Introduction

Radioactive seed implantation is a type of brachytherapy characterized by the direct implantation of a radionuclide into a lesion to kill tumor cells by steadily emitting radiation. Iodine-125 seed is the most common implanted seed type. The γ-rays of <0.0355 MeV of Iodine-125 seed can inhibit cell proliferation and angiogenesis, induce apoptosis, and kill tumor cells1,2. At present, radioactive Iodine-125 seed implantation (RISI) is one of the radical treatments for early-stage prostate cancer3.

In addition to its applications in prostate cancer treatment, RISI also plays an important role in the treatment of head and neck, lung, pancreas, rectum, and other cancers4,5,6,7. RISI is also known as low dose-rate brachytherapy. Like other radiation therapies, the emitted radiation not only kills tumors, but also causes damage to surrounding tissues. However, although the toxicity and adverse effects of RISI, and the dose limits for organs at risk (OAR), in prostate cancer have been widely investigated3, studies on thoracic tumors have focused on the clinical efficacy of RISI, regardless of its side effects5,8,9,10 (in these studies, the local control rate was approximately 60–80%, but the toxicity was seldom mentioned). In this study, we retrospectively analyzed the adverse effects of RISI in patients with thoracic recurrent and/or metastatic tumors in order to further clarify the safety of RISI in thoracic tumors.

Methods

Clinical information

A total of 77 patients with thoracic recurrent and/or metastatic tumors who received RISI at our center between June 2007 and January 2018 were enrolled in this study. Indications for RISI were as follows: (1) failure to carry out surgery or external radiotherapy; (2) solitary tumor and tumor size ≤6 cm; (3) definitive pathological diagnosis; (4) suitable puncture access: avoiding bones, large blood vessels, and other organs; (5) no bleeding tendency; and (6) good general condition (Karnofsky performance status >70) with expected survival >3 months. The patients’ median age was 61 years (17–88). All patients agreed to participate in this study by providing written informed consent, and the study was approved by the ethics committee of our hospital. This is a retrospective study, all patients received conventional treatment, and all methods were performed in accordance with the relevant guidelines and regulations. The general information for all patients is shown in Table 1. As recommended in our previously published data, the prescribed dose was 110–160 Gy.

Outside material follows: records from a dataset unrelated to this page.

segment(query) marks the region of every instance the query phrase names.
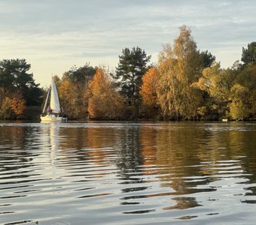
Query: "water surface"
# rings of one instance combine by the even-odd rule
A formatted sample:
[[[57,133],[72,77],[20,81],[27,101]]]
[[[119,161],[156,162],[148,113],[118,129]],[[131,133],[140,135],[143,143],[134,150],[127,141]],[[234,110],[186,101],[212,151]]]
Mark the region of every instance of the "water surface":
[[[0,224],[254,224],[256,123],[0,123]]]

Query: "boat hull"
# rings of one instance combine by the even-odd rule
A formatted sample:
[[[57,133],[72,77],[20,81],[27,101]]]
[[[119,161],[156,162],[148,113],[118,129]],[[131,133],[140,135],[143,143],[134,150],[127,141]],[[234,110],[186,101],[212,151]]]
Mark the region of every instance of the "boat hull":
[[[66,122],[68,121],[66,117],[56,116],[55,115],[41,116],[40,118],[41,122]]]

Table 1 General patient information.

System planning and seeds information

A brachytherapy treatment planning system (BTPS) (KLSIRPS-3D) was provided by the Beijing University of Aeronautics and Astronautics and Beijing Astro Technology Co., Ltd. Planning system source data originated from the latest official manuscripts of the American Association of Physicists in Medicine (AAPM)11,12. The seed model was 6711_1985 (Shanghai GMS Pharmaceutical Co., Ltd.).

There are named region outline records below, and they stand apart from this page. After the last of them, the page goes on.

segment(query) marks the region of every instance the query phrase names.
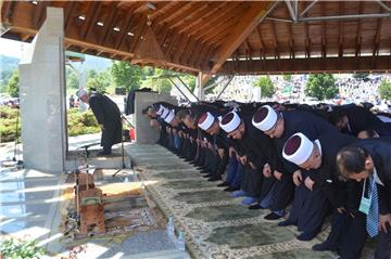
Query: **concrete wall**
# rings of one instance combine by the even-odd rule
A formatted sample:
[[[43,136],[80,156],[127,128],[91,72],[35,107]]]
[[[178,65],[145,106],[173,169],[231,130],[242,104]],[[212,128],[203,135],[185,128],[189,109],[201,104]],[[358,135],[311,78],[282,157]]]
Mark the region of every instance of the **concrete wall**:
[[[26,168],[61,172],[66,151],[63,10],[47,20],[20,64],[23,159]]]
[[[144,117],[141,113],[143,108],[155,102],[167,102],[177,105],[175,98],[166,94],[136,92],[135,99],[135,128],[136,142],[138,143],[155,143],[159,140],[159,132],[151,128],[150,119]]]

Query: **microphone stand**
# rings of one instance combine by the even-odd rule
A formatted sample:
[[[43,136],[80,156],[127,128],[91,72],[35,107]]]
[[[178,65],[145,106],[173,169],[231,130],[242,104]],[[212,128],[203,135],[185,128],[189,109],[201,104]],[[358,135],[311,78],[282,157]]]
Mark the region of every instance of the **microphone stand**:
[[[122,120],[121,120],[121,132],[122,132],[122,134],[121,134],[121,152],[122,152],[122,163],[123,164],[122,164],[122,168],[119,168],[116,172],[114,172],[112,177],[115,177],[116,174],[118,174],[118,172],[121,172],[123,169],[126,168],[126,165],[125,165],[125,152],[124,152],[124,130],[123,130],[123,127],[122,127],[122,125],[123,125],[122,121],[125,120],[131,128],[135,128],[130,124],[130,121],[127,120],[127,118],[123,114],[121,114],[121,118],[122,118]]]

Preoperative planning design

All patients underwent spiral computer tomography (CT) 2 days before surgery. Patients were positioned according to the tumor site and then fixed with vacuum pads and marked with a positioning line on the body surface. CT data were transmitted to a BTPS for preoperative planning design: (a) delineation of the gross tumor volume (GTV) and adjacent OARs; (b) setting the prescribed dose and seed radioactivity; (c) determination of the needle tract for the implanted seed (insertion direction, distribution, and depth); (d) calculation of the seed number and simulation of the spatial distribution of seeds; and (e) calculation of the dose distribution of the target volume and OARs (spinal cord, blood vessels, trachea, and hollow viscera). We optimized the plan to ensure that doses of 90% GTV (D90 of GTV) matched the prescribed doses (110–160 Gy) as closely as possible and the doses of OAR were as low as possible.

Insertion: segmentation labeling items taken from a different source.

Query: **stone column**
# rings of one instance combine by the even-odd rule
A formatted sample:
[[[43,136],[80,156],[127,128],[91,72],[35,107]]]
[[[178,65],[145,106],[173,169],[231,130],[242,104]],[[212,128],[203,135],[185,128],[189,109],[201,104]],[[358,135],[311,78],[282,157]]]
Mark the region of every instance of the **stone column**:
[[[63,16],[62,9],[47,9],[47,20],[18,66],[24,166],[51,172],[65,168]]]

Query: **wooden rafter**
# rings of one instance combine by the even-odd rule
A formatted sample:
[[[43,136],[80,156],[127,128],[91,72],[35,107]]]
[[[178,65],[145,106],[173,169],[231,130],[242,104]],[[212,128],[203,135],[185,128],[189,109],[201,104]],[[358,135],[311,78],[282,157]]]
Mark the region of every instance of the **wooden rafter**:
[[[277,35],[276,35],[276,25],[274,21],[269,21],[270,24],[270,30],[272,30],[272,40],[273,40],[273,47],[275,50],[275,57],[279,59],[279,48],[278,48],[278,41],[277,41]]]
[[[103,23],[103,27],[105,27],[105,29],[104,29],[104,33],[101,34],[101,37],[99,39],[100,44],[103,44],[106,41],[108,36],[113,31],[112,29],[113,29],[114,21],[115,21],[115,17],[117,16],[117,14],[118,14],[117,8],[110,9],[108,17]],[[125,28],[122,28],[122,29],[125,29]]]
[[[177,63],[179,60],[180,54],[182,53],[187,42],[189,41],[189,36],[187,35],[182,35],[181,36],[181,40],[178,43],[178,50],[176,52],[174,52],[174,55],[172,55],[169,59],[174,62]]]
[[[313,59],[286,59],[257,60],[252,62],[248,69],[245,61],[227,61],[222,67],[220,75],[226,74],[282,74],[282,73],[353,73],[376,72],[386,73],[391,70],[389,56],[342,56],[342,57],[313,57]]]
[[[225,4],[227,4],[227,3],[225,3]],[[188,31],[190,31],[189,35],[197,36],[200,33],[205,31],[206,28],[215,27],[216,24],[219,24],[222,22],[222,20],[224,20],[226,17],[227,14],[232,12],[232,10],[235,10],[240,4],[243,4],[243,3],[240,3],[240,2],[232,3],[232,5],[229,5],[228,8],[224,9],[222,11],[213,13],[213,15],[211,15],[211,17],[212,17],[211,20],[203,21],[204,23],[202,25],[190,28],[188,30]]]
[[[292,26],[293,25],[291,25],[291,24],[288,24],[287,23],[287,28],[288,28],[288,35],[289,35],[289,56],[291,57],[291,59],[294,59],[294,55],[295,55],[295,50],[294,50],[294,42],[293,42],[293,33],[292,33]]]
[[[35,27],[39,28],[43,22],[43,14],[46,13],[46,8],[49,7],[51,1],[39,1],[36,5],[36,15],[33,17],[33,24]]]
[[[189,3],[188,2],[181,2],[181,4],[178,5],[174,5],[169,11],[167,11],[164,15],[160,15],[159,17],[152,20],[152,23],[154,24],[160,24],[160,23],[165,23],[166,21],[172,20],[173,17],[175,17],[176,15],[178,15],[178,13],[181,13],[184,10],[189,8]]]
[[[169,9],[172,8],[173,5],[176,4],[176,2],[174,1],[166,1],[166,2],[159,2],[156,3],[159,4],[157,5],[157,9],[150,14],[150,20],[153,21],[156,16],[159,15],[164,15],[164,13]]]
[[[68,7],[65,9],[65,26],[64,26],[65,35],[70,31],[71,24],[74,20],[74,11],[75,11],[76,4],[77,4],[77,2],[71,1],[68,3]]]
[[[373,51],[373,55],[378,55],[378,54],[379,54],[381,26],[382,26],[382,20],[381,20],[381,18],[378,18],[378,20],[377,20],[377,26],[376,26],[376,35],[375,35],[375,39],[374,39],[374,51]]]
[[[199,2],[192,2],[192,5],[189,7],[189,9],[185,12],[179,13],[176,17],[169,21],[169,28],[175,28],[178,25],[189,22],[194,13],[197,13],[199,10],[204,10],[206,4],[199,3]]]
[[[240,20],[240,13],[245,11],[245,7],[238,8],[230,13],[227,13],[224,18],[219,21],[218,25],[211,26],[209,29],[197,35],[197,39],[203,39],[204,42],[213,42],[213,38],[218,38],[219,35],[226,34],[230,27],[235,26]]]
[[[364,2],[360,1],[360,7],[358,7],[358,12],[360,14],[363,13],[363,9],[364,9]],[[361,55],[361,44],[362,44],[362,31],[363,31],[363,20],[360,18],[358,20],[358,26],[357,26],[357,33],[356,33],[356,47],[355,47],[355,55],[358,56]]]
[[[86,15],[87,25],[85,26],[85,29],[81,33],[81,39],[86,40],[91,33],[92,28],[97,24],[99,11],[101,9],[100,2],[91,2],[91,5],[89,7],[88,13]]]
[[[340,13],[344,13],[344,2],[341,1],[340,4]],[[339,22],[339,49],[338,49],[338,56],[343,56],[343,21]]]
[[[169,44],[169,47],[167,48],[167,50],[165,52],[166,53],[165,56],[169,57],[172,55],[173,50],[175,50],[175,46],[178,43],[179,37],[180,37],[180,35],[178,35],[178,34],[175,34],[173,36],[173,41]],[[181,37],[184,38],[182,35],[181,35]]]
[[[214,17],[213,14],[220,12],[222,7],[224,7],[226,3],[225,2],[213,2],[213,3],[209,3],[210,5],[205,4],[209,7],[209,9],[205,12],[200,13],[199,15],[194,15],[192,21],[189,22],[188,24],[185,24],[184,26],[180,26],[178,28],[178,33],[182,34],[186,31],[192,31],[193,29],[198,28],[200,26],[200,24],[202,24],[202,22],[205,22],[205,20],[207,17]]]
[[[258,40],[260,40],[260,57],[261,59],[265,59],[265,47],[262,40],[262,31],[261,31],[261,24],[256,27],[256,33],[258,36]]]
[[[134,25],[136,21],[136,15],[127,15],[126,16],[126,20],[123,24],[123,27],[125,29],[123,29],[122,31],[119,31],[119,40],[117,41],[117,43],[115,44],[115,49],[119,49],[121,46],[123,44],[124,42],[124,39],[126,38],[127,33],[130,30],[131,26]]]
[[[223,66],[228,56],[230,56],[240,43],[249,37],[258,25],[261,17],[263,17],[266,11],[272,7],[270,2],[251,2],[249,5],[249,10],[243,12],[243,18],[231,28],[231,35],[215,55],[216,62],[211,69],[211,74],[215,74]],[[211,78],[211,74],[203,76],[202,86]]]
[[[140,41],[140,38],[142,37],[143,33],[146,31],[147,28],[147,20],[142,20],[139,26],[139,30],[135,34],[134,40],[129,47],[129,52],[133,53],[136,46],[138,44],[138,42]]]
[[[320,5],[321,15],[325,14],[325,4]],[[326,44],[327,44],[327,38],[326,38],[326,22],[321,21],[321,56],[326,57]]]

Puncture and implantation of Iodine-125 seeds

All patients underwent local infiltration anesthesia and intercostal nerve block. Then, depending on preoperative and intraoperative planning, RISI (with or without the assistance of a three-dimensional printed template) was performed under CT. The seeds spacing referenced the preoperative planning design to within 0.5–1.0 cm. Finally, we observed the actual distribution of seeds and, if necessary, supplemented seeds in real time. Operation processes are shown in Fig. 1. The technical insertion of radiation seed implants followed the expert consensus about radioactive seeds permanent interstitial brachytherapy1.

Figure 1
figure 1

Operation process: (a) preoperative planning; (b) needle insertion; (c) seed implantation.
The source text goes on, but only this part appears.